What really happened to Chris McCandless, the subject of Jon Krakauer’s book called INTO THE WILD, and the subsequent movie? Twenty years later, someone has finally figured it out.
Krakauer did a great job depicting the life of twenty-four year old Chris McCandless, who got rid of most of his worldly goods and took off for the wilds of Alaska in search of himself and a life woven into nature. Four months after leaving for the remote spot, moose hunters found his body near the rusted out bus where he’d been living. He’d lost more than half his body weight and left a strange note taped to the door of the bus. Even after an autopsy revealed that he died from extreme starvation, many were left wondering what had happened to this “lost” young man.
There were claims that he was ignorant of how difficult it would be to live in such remote wilderness, and even more claims that drugs might have been a big factor in his death. But no one could say for sure. Even the detailed journals he left didn’t tell the entire story, and so Krakauer did his best to piece together the events. His book, however, was subject to quite a bit of criticism after Krakauer made claims that he was pretty sure McCandless had died of some kind of poisoning. It seems that a lot of people just didn’t want to believe that, instead proclaiming his “back to nature” lifestyle and lack of preparation were the only things that led to his death. In essence, the only person they felt needed blame was McCandless himself.

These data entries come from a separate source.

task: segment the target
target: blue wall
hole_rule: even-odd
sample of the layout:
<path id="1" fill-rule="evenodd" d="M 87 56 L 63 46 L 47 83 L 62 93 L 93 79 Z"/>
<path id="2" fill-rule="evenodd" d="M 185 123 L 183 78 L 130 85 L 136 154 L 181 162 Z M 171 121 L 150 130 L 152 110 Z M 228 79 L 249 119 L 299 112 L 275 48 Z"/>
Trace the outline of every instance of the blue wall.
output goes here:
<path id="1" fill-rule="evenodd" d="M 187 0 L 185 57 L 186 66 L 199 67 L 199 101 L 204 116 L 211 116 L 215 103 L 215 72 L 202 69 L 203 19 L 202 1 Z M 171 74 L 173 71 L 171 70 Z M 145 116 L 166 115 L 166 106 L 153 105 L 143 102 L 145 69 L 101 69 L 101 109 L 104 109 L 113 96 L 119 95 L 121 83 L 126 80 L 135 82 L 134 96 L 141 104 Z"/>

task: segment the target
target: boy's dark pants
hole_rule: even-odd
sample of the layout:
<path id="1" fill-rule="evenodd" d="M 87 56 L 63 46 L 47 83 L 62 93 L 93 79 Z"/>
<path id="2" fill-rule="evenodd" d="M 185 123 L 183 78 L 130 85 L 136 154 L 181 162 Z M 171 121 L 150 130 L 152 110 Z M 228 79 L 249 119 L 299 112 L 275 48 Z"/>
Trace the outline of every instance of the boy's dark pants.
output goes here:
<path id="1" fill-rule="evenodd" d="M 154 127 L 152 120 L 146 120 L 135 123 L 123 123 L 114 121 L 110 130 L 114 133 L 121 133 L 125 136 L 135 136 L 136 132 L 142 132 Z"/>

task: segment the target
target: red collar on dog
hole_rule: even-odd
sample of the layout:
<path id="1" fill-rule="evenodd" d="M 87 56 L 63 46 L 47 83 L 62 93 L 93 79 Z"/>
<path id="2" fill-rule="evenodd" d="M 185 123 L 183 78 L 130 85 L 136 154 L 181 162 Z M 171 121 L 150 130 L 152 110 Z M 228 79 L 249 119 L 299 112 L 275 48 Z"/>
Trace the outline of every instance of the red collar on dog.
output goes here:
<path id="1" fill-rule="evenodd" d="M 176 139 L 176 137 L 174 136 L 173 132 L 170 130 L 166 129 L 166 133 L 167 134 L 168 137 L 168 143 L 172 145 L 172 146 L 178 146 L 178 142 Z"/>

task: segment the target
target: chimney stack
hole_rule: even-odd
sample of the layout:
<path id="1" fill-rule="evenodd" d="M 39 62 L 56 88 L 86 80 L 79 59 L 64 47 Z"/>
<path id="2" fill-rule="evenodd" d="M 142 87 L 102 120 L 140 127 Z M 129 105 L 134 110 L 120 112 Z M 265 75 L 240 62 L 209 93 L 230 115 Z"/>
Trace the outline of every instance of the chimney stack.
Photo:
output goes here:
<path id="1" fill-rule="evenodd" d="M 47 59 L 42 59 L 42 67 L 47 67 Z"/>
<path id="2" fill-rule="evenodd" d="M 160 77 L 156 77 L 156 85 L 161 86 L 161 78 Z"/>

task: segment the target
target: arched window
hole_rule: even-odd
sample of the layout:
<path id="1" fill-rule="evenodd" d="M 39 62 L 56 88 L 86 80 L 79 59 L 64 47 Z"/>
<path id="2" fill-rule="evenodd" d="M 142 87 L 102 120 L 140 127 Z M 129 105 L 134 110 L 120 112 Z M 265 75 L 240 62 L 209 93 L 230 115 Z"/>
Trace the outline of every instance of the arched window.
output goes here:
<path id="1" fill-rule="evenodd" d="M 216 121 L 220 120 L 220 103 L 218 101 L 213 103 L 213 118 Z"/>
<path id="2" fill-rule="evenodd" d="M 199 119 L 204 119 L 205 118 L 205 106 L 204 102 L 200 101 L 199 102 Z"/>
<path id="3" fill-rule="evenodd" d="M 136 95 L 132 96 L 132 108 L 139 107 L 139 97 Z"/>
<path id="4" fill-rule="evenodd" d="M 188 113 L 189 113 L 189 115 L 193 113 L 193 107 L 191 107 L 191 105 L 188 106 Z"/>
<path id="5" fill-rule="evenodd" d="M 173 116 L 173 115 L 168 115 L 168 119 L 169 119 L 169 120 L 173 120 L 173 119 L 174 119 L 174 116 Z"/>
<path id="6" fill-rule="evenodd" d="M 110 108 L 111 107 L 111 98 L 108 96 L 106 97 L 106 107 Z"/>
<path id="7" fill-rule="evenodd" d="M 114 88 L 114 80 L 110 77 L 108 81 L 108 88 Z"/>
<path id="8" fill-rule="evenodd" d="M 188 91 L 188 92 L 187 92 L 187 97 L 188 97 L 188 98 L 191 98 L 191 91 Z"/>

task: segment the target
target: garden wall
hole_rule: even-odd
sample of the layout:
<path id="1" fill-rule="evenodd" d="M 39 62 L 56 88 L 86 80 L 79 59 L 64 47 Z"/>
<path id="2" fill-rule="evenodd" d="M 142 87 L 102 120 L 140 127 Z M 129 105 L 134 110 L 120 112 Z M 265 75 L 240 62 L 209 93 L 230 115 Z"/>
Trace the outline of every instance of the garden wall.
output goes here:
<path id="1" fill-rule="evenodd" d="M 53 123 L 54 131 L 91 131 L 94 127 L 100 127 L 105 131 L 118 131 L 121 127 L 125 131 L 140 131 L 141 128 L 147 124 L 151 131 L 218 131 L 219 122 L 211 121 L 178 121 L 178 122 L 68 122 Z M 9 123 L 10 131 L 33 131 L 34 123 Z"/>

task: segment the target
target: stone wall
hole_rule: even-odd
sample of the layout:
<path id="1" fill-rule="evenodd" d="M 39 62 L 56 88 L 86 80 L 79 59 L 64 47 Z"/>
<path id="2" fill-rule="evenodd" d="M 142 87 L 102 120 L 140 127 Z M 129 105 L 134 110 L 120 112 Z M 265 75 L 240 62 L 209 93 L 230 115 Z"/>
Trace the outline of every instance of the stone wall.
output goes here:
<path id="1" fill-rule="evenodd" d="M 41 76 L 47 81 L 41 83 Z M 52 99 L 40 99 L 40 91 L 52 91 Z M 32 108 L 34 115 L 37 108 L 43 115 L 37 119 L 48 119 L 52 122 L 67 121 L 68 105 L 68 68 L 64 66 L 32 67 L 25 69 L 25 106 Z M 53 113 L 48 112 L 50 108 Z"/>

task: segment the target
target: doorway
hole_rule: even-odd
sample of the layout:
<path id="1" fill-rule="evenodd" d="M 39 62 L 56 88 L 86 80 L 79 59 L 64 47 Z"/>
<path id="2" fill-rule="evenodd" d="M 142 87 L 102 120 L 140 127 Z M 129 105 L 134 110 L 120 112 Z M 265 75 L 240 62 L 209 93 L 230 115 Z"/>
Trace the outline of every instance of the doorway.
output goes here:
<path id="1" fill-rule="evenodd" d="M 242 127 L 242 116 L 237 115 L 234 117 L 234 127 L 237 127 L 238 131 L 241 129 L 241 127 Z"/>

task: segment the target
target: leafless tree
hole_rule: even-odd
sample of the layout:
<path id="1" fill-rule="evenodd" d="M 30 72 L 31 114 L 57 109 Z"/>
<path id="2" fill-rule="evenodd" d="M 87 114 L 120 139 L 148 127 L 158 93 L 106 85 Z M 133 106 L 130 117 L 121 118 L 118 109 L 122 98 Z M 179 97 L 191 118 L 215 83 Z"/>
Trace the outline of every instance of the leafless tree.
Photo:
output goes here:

Krakauer never felt satisfied with this conclusion, however, and had many studies done with his poison theory in mind. His biggest idea came from the abundance of wild potato in the area where McCandless lived. It is very difficult to distinguish from wild sweet pea—a plant/seed that is quite poisonous—and Krakauer and many others believed maybe McCandless had eaten the wrong thing and perished because of it. His extreme weight loss might have been explained by his poor diet of squirrels, nuts and berries etc., but it couldn’t be proved that a poisonous plant had been his downfall. And so the mystery remained for more than twenty years.
But then a paper written by author Ronald Hamilton seemed to change everything. Hamilton was well versed in research done on a particular concentration camp in Germany where they fed prisoners bread made from wild pea seeds as an experiment. As it turns out, the seeds were especially toxic to young men who did hard physical labour, who were extremely thin, and whose diets were very deficient in vitamins and minerals—all things that were found in that concentration camp, and which applied to McCandless at the time of his stay in Alaska. Once the concentration camp prisoners got this seed into their digestive systems, it broke down their nervous systems in a way that specifically paralyzed their legs, forcing them to use crutches and eventually, crawl. There was no turning back once they had the problem, either. Hamilton believed McCandless became a victim of this same type of amino acid, which would later also be found in the wild potato seed that he was eating plenty of during the last months of his life. Hamilton claims McCandless probably became paralyzed, and then eventually just couldn’t get around in order to collect food, and eventually died of starvation.
In some ways, this was welcome news. It showed that yes, maybe the young man was ignorant in how difficult his life in the North would be, but it wasn’t really his lack of being resourceful that killed him. He honestly was poisoned. The results are important because the wild potato plant grows in abundance in Alaska, and identifying a problem with it might make others more aware of its toxicity when presented to the wrong subject. But it also takes the onus off McCandless. He wasn’t just careless or young or clueless. Scientists couldn’t figure this out. It was a mystery as to how he died and took decades to solve.